As I understood from other discussions, some RDBMS (for example SQLite, MySQL) permit "unique" NULL in the primary key.

Why is this allowed and how might it be useful?

Background: I believe it is beneficial for communication with colleagues and database professionals to know the differences in fundamental concepts, approaches and their implementations in different DBMS.

Notes

  • MySQL is rehabilitated and returned to the "NOT NULL PK" list.
  • SQLite has been added (thanks to Paul Hadfield) to "NULL PK" list:

For the purposes of determining the uniqueness of primary key values, NULL values are considered distinct from all other values, including other NULLs.

If an INSERT or UPDATE statement attempts to modify the table content so that two or more rows feature identical primary key values, it is a constraint violation.
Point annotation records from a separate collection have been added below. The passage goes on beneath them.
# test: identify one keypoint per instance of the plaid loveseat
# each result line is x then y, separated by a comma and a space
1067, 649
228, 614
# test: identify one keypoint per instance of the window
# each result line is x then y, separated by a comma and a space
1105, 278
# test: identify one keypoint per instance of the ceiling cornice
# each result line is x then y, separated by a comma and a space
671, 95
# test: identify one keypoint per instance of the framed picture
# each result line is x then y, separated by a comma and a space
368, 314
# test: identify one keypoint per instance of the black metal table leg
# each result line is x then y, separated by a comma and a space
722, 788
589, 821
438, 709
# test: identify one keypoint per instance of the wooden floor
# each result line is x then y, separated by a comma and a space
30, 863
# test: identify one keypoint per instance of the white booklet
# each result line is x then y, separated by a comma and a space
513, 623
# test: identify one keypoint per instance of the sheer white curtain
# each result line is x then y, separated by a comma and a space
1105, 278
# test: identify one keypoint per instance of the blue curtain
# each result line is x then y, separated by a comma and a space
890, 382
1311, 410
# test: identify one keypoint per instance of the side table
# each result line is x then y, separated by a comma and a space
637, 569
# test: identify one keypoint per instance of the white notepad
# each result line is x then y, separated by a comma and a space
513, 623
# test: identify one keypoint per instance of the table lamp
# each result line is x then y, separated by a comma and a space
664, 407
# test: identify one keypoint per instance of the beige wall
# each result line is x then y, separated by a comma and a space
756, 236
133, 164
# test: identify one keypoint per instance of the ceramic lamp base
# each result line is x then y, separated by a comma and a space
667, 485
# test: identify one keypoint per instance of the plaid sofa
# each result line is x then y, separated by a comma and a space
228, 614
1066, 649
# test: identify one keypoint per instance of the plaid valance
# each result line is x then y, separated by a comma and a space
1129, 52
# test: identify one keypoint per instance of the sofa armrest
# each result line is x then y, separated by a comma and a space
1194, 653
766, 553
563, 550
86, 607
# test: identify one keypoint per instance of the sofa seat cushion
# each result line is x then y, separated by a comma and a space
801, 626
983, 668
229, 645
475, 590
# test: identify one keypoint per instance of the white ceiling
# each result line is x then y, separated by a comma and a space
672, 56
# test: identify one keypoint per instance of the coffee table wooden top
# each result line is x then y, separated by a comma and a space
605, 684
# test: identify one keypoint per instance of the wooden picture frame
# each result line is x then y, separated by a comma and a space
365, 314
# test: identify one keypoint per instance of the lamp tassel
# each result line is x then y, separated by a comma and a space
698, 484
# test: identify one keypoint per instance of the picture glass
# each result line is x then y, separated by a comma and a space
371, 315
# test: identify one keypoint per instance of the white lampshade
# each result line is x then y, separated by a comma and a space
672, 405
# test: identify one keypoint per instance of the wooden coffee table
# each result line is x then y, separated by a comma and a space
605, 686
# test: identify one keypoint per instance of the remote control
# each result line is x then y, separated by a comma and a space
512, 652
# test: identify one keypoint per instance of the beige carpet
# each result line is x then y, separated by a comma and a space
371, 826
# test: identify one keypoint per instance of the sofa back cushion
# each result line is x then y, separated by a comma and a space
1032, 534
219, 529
According to the SQL standard, PRIMARY KEY should always imply NOT NULL. Unfortunately, due to a long-standing coding oversight, this is not the case in SQLite.

Unless the column is an INTEGER PRIMARY KEY SQLite allows NULL values in a PRIMARY KEY column. We could change SQLite to conform to the standard (and we might do so in the future), but by the time the oversight was discovered, SQLite was in such wide use that we feared breaking legacy code if we fixed the problem.

So for now we have chosen to continue allowing NULLs in PRIMARY KEY columns. Developers should be aware, however, that we may change SQLite to conform to the SQL standard in future and should design new programs accordingly.